ここで経路 A と同じ bootstrap を、admin ユーザーで一度だけ走らせます。拡張を先に作っておけば、ランタイムは昇格した権限を持たずに済みます。パスワードは上で生成した $DB_PASSWORD です。

cloud-sql-proxy $PROJECT_ID:$REGION:ochakai --port 55432 &
psql "host=localhost port=55432 dbname=ochakai user=ochakai"

psql の中で、次を実行します。<PROJECT_ID> は自分のプロジェクト ID に置き換えてください。

CREATE EXTENSION IF NOT EXISTS pg_trgm;
CREATE EXTENSION IF NOT EXISTS vector;
-- vector は §5 のセマンティック検索用。Cloud SQL の pgvector は
-- trusted extension ではないため、admin が作る

GRANT USAGE, CREATE ON SCHEMA public TO "ochakai-run@<PROJECT_ID>.iam";
GRANT ALL ON ALL TABLES IN SCHEMA public TO "ochakai-run@<PROJECT_ID>.iam";
GRANT ALL ON ALL SEQUENCES IN SCHEMA public TO "ochakai-run@<PROJECT_ID>.iam";
ALTER DEFAULT PRIVILEGES IN SCHEMA public GRANT ALL ON TABLES TO "ochakai-run@<PROJECT_ID>.iam";
ALTER DEFAULT PRIVILEGES IN SCHEMA public GRANT ALL ON SEQUENCES TO "ochakai-run@<PROJECT_ID>.iam";

残りはデプロイです。

# デプロイして、組織に invoke を許可する
gcloud run deploy ochakai \
  --image=$IMAGE \
  --region=$REGION \
  --service-account=$SERVICE_ACCOUNT \
  --no-allow-unauthenticated \
  --min-instances=0 --max-instances=1 \
  --cpu=1 --memory=512Mi \
  --add-cloudsql-instances=$PROJECT_ID:$REGION:ochakai \
  --set-env-vars="OCHAKAI_DB_IAM_AUTH=true" \
  --set-env-vars="OCHAKAI_DATABASE_URL=postgres:///ochakai?host=/cloudsql/$PROJECT_ID:$REGION:ochakai&user=$DB_SA_USER"
gcloud run services add-iam-policy-binding ochakai --region=$REGION \
  --member=domain:your-org.example --role=roles/run.invoker

# セマンティック検索(日本語のベースなら特に推奨。詳しくは §5)
gcloud services enable aiplatform.googleapis.com
gcloud projects add-iam-policy-binding $PROJECT_ID \
  --member=serviceAccount:$SERVICE_ACCOUNT --role=roles/aiplatform.user

export OCHAKAI_URL=$(gcloud run services describe ochakai --region=$REGION --format='value(status.url)')

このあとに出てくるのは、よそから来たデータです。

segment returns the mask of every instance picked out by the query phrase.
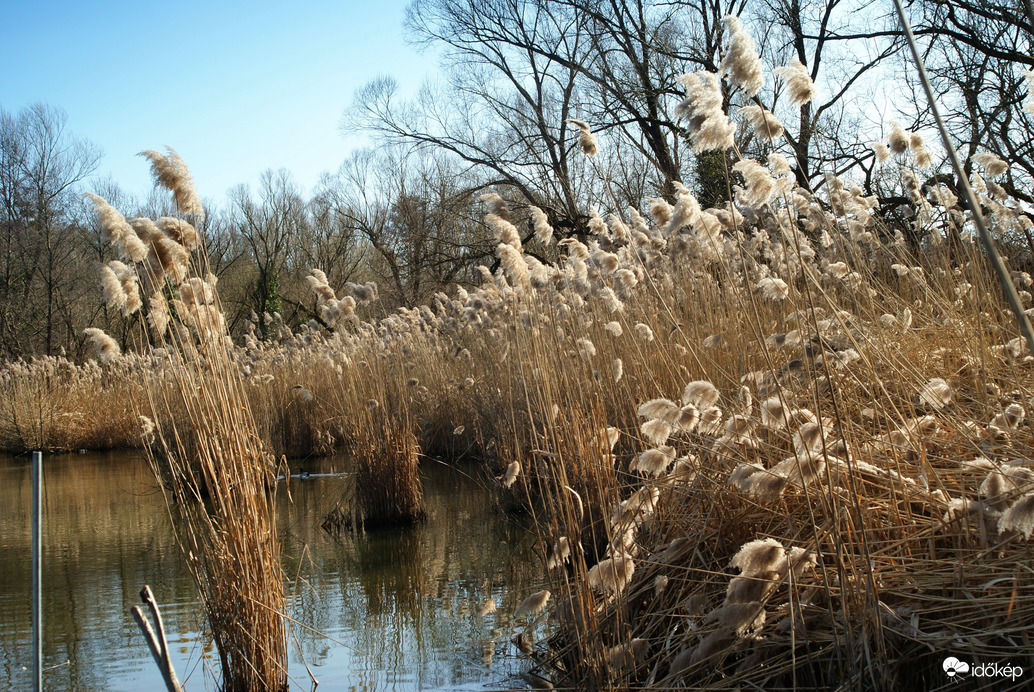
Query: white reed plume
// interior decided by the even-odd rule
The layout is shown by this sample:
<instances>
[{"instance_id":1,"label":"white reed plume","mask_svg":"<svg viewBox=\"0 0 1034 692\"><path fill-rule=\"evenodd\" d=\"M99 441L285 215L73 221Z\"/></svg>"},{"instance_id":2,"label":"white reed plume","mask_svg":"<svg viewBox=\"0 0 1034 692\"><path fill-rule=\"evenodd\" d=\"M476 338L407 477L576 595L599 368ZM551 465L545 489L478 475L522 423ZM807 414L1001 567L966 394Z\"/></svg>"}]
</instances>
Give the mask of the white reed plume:
<instances>
[{"instance_id":1,"label":"white reed plume","mask_svg":"<svg viewBox=\"0 0 1034 692\"><path fill-rule=\"evenodd\" d=\"M635 573L635 561L630 555L619 554L600 560L587 575L589 587L604 593L624 591Z\"/></svg>"},{"instance_id":2,"label":"white reed plume","mask_svg":"<svg viewBox=\"0 0 1034 692\"><path fill-rule=\"evenodd\" d=\"M678 78L686 98L675 107L675 115L686 123L693 151L729 149L736 124L722 110L722 86L713 72L692 72Z\"/></svg>"},{"instance_id":3,"label":"white reed plume","mask_svg":"<svg viewBox=\"0 0 1034 692\"><path fill-rule=\"evenodd\" d=\"M589 360L596 355L596 345L589 339L582 337L575 344L578 346L578 353L583 360Z\"/></svg>"},{"instance_id":4,"label":"white reed plume","mask_svg":"<svg viewBox=\"0 0 1034 692\"><path fill-rule=\"evenodd\" d=\"M506 206L506 200L497 192L486 192L478 196L478 199L488 207L489 214L495 214L503 219L510 218L510 207Z\"/></svg>"},{"instance_id":5,"label":"white reed plume","mask_svg":"<svg viewBox=\"0 0 1034 692\"><path fill-rule=\"evenodd\" d=\"M679 415L679 406L670 399L650 399L639 405L638 413L647 420L660 419L674 423Z\"/></svg>"},{"instance_id":6,"label":"white reed plume","mask_svg":"<svg viewBox=\"0 0 1034 692\"><path fill-rule=\"evenodd\" d=\"M624 374L625 364L620 358L615 358L613 365L611 365L611 376L614 378L614 382L620 382Z\"/></svg>"},{"instance_id":7,"label":"white reed plume","mask_svg":"<svg viewBox=\"0 0 1034 692\"><path fill-rule=\"evenodd\" d=\"M1009 164L986 151L979 151L973 154L973 163L983 168L984 173L991 178L997 178L1009 170Z\"/></svg>"},{"instance_id":8,"label":"white reed plume","mask_svg":"<svg viewBox=\"0 0 1034 692\"><path fill-rule=\"evenodd\" d=\"M607 322L607 324L603 325L603 328L610 332L610 335L615 338L621 336L624 333L624 330L621 328L620 322Z\"/></svg>"},{"instance_id":9,"label":"white reed plume","mask_svg":"<svg viewBox=\"0 0 1034 692\"><path fill-rule=\"evenodd\" d=\"M732 169L743 176L746 184L746 187L736 188L736 201L743 206L760 209L768 204L773 195L789 191L788 179L773 178L767 168L753 159L740 159L733 164Z\"/></svg>"},{"instance_id":10,"label":"white reed plume","mask_svg":"<svg viewBox=\"0 0 1034 692\"><path fill-rule=\"evenodd\" d=\"M151 175L154 181L172 192L176 207L184 214L193 214L198 219L205 216L204 206L194 189L194 180L190 170L180 155L172 147L165 147L168 155L154 149L145 149L140 155L151 162Z\"/></svg>"},{"instance_id":11,"label":"white reed plume","mask_svg":"<svg viewBox=\"0 0 1034 692\"><path fill-rule=\"evenodd\" d=\"M528 211L531 212L531 218L535 224L535 239L543 245L549 245L553 242L553 227L549 225L549 217L546 216L546 212L535 206L528 207Z\"/></svg>"},{"instance_id":12,"label":"white reed plume","mask_svg":"<svg viewBox=\"0 0 1034 692\"><path fill-rule=\"evenodd\" d=\"M725 55L718 70L728 75L733 83L743 88L749 98L765 85L765 74L761 69L761 58L754 46L754 38L743 30L739 18L729 15L722 19L728 32Z\"/></svg>"},{"instance_id":13,"label":"white reed plume","mask_svg":"<svg viewBox=\"0 0 1034 692\"><path fill-rule=\"evenodd\" d=\"M940 377L927 382L919 392L919 401L930 408L940 410L951 403L951 385Z\"/></svg>"},{"instance_id":14,"label":"white reed plume","mask_svg":"<svg viewBox=\"0 0 1034 692\"><path fill-rule=\"evenodd\" d=\"M172 320L172 314L169 312L169 304L161 293L155 293L147 299L147 321L154 329L156 336L165 335L170 320Z\"/></svg>"},{"instance_id":15,"label":"white reed plume","mask_svg":"<svg viewBox=\"0 0 1034 692\"><path fill-rule=\"evenodd\" d=\"M790 287L785 281L775 276L761 278L755 290L769 300L786 300L790 297Z\"/></svg>"},{"instance_id":16,"label":"white reed plume","mask_svg":"<svg viewBox=\"0 0 1034 692\"><path fill-rule=\"evenodd\" d=\"M104 303L115 310L126 309L126 292L122 288L122 282L112 268L106 264L101 265L101 294Z\"/></svg>"},{"instance_id":17,"label":"white reed plume","mask_svg":"<svg viewBox=\"0 0 1034 692\"><path fill-rule=\"evenodd\" d=\"M646 658L649 649L650 642L639 638L612 646L607 651L607 667L617 672L635 668Z\"/></svg>"},{"instance_id":18,"label":"white reed plume","mask_svg":"<svg viewBox=\"0 0 1034 692\"><path fill-rule=\"evenodd\" d=\"M883 142L869 142L869 148L876 154L876 160L883 163L891 156L890 147Z\"/></svg>"},{"instance_id":19,"label":"white reed plume","mask_svg":"<svg viewBox=\"0 0 1034 692\"><path fill-rule=\"evenodd\" d=\"M648 420L639 428L643 437L651 445L663 445L671 437L671 424L659 418ZM640 463L642 461L640 460Z\"/></svg>"},{"instance_id":20,"label":"white reed plume","mask_svg":"<svg viewBox=\"0 0 1034 692\"><path fill-rule=\"evenodd\" d=\"M143 262L147 257L147 246L141 242L126 218L100 195L87 192L84 196L93 202L93 212L101 226L101 238L114 243L122 257L133 262Z\"/></svg>"},{"instance_id":21,"label":"white reed plume","mask_svg":"<svg viewBox=\"0 0 1034 692\"><path fill-rule=\"evenodd\" d=\"M718 388L707 380L695 380L682 390L682 404L693 404L701 411L717 404L720 397Z\"/></svg>"},{"instance_id":22,"label":"white reed plume","mask_svg":"<svg viewBox=\"0 0 1034 692\"><path fill-rule=\"evenodd\" d=\"M518 244L520 239L517 239ZM528 264L518 248L508 243L499 243L496 246L496 254L499 256L499 265L503 268L507 278L514 286L520 286L525 292L531 289L531 276L528 273Z\"/></svg>"},{"instance_id":23,"label":"white reed plume","mask_svg":"<svg viewBox=\"0 0 1034 692\"><path fill-rule=\"evenodd\" d=\"M654 208L659 211L663 210L661 213L655 214L654 218L667 218L667 221L663 224L666 236L675 235L682 228L696 225L697 220L700 218L700 203L697 201L697 198L686 189L685 185L677 180L672 182L672 185L675 187L674 207L660 199L650 205L651 213L653 213Z\"/></svg>"},{"instance_id":24,"label":"white reed plume","mask_svg":"<svg viewBox=\"0 0 1034 692\"><path fill-rule=\"evenodd\" d=\"M1027 102L1023 110L1034 115L1034 70L1023 70L1020 74L1027 80Z\"/></svg>"},{"instance_id":25,"label":"white reed plume","mask_svg":"<svg viewBox=\"0 0 1034 692\"><path fill-rule=\"evenodd\" d=\"M518 474L521 472L521 462L511 461L510 465L506 467L506 476L503 479L503 486L509 488L513 485L513 482L517 480Z\"/></svg>"},{"instance_id":26,"label":"white reed plume","mask_svg":"<svg viewBox=\"0 0 1034 692\"><path fill-rule=\"evenodd\" d=\"M895 154L904 154L912 144L912 138L896 120L890 123L890 134L887 135L887 145Z\"/></svg>"},{"instance_id":27,"label":"white reed plume","mask_svg":"<svg viewBox=\"0 0 1034 692\"><path fill-rule=\"evenodd\" d=\"M1034 533L1034 493L1024 495L1002 512L998 520L998 532L1016 531L1025 539Z\"/></svg>"},{"instance_id":28,"label":"white reed plume","mask_svg":"<svg viewBox=\"0 0 1034 692\"><path fill-rule=\"evenodd\" d=\"M653 341L653 330L650 329L649 325L639 322L635 326L635 333L639 335L639 338L643 341Z\"/></svg>"},{"instance_id":29,"label":"white reed plume","mask_svg":"<svg viewBox=\"0 0 1034 692\"><path fill-rule=\"evenodd\" d=\"M686 404L679 409L678 415L675 416L674 426L682 432L693 432L699 422L700 409L693 404Z\"/></svg>"},{"instance_id":30,"label":"white reed plume","mask_svg":"<svg viewBox=\"0 0 1034 692\"><path fill-rule=\"evenodd\" d=\"M789 65L777 67L772 71L782 77L783 83L786 84L790 105L804 105L815 98L815 83L811 81L808 68L797 58L790 61Z\"/></svg>"},{"instance_id":31,"label":"white reed plume","mask_svg":"<svg viewBox=\"0 0 1034 692\"><path fill-rule=\"evenodd\" d=\"M759 576L741 574L729 580L725 590L725 603L757 603L775 590L776 572L763 572Z\"/></svg>"},{"instance_id":32,"label":"white reed plume","mask_svg":"<svg viewBox=\"0 0 1034 692\"><path fill-rule=\"evenodd\" d=\"M306 389L300 384L296 384L294 387L292 387L292 389L294 390L295 396L297 396L302 401L309 402L312 401L314 398L312 396L312 392L310 392L308 389Z\"/></svg>"},{"instance_id":33,"label":"white reed plume","mask_svg":"<svg viewBox=\"0 0 1034 692\"><path fill-rule=\"evenodd\" d=\"M664 421L650 421L661 423L667 426ZM645 426L644 426L645 427ZM671 430L670 427L668 427ZM675 448L668 445L659 446L656 449L648 449L632 462L631 470L638 471L646 476L663 476L668 471L668 465L675 460Z\"/></svg>"},{"instance_id":34,"label":"white reed plume","mask_svg":"<svg viewBox=\"0 0 1034 692\"><path fill-rule=\"evenodd\" d=\"M155 223L162 233L169 236L187 250L193 250L201 243L197 229L183 219L163 216Z\"/></svg>"},{"instance_id":35,"label":"white reed plume","mask_svg":"<svg viewBox=\"0 0 1034 692\"><path fill-rule=\"evenodd\" d=\"M774 538L762 538L743 544L730 563L745 576L774 572L786 560L786 549Z\"/></svg>"},{"instance_id":36,"label":"white reed plume","mask_svg":"<svg viewBox=\"0 0 1034 692\"><path fill-rule=\"evenodd\" d=\"M513 611L513 616L519 618L524 615L534 615L546 607L546 604L549 603L550 595L548 590L536 591L521 601L521 604L517 606L517 610Z\"/></svg>"},{"instance_id":37,"label":"white reed plume","mask_svg":"<svg viewBox=\"0 0 1034 692\"><path fill-rule=\"evenodd\" d=\"M478 611L478 615L480 615L481 617L491 615L495 612L495 608L495 599L489 598L487 601L485 601L485 604L481 606L481 610Z\"/></svg>"},{"instance_id":38,"label":"white reed plume","mask_svg":"<svg viewBox=\"0 0 1034 692\"><path fill-rule=\"evenodd\" d=\"M561 567L571 559L571 541L567 536L561 536L560 540L553 544L553 549L546 560L546 569L553 570Z\"/></svg>"},{"instance_id":39,"label":"white reed plume","mask_svg":"<svg viewBox=\"0 0 1034 692\"><path fill-rule=\"evenodd\" d=\"M83 330L83 334L90 339L90 343L93 344L93 348L97 352L97 357L102 363L110 363L118 358L119 354L122 352L118 347L118 343L105 334L103 330L97 329L96 327L87 327Z\"/></svg>"},{"instance_id":40,"label":"white reed plume","mask_svg":"<svg viewBox=\"0 0 1034 692\"><path fill-rule=\"evenodd\" d=\"M790 162L778 151L773 151L768 155L768 167L772 170L772 175L785 175L793 172ZM789 190L789 188L787 189Z\"/></svg>"},{"instance_id":41,"label":"white reed plume","mask_svg":"<svg viewBox=\"0 0 1034 692\"><path fill-rule=\"evenodd\" d=\"M578 128L578 148L582 150L582 153L586 156L596 156L600 149L596 142L596 136L592 134L592 130L589 128L589 123L584 120L575 120L574 118L568 118L567 122Z\"/></svg>"},{"instance_id":42,"label":"white reed plume","mask_svg":"<svg viewBox=\"0 0 1034 692\"><path fill-rule=\"evenodd\" d=\"M929 168L933 165L930 152L923 143L923 136L918 132L913 132L909 135L908 147L912 150L912 156L915 159L917 166L920 168Z\"/></svg>"},{"instance_id":43,"label":"white reed plume","mask_svg":"<svg viewBox=\"0 0 1034 692\"><path fill-rule=\"evenodd\" d=\"M496 196L498 197L498 195ZM518 252L521 251L521 234L516 226L498 214L486 214L485 221L495 229L500 243L506 243L513 246Z\"/></svg>"},{"instance_id":44,"label":"white reed plume","mask_svg":"<svg viewBox=\"0 0 1034 692\"><path fill-rule=\"evenodd\" d=\"M1027 412L1023 410L1022 406L1019 404L1009 404L1003 412L991 420L991 425L1008 433L1019 428L1026 416Z\"/></svg>"}]
</instances>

各コマンドがなぜそう書かれているかは Cloud Run デプロイ手順書 §3 にあります。最初のデプロイが起動時マイグレーションを終えたら、もう 1 つ一度きりの手順があります。マイグレーションが作るテーブルの持ち主は、ランタイムのサービスアカウントです。admin ユーザーで保守の SQL を打てるようにするには GRANT "ochakai-run@<PROJECT_ID>.iam" TO "ochakai"; を一度実行します。

allUsers を付けてはいけません。ochakai が読む identity のヘッダーは、Cloud Run の IAM チェックの背後にあってはじめて信用できます。例外は、identity を一切読まず何も書き込まない public(§4)だけです。

2. 動いていることを確かめる

サービスは公開呼び出しを受け付けないため、素の curl は IAM に阻まれます。手元から確かめるには proxy を通します。

gcloud run services proxy ochakai --region=$REGION --port=8787 &
curl http://localhost:8787/health

/healthz ではなく /health です。Google Frontend は run.app の URL 上で /healthz を横取りし、コンテナへ届く前に自前の 404 を返します。リクエストログにも残らないため、生きているサービスが死んで見えます。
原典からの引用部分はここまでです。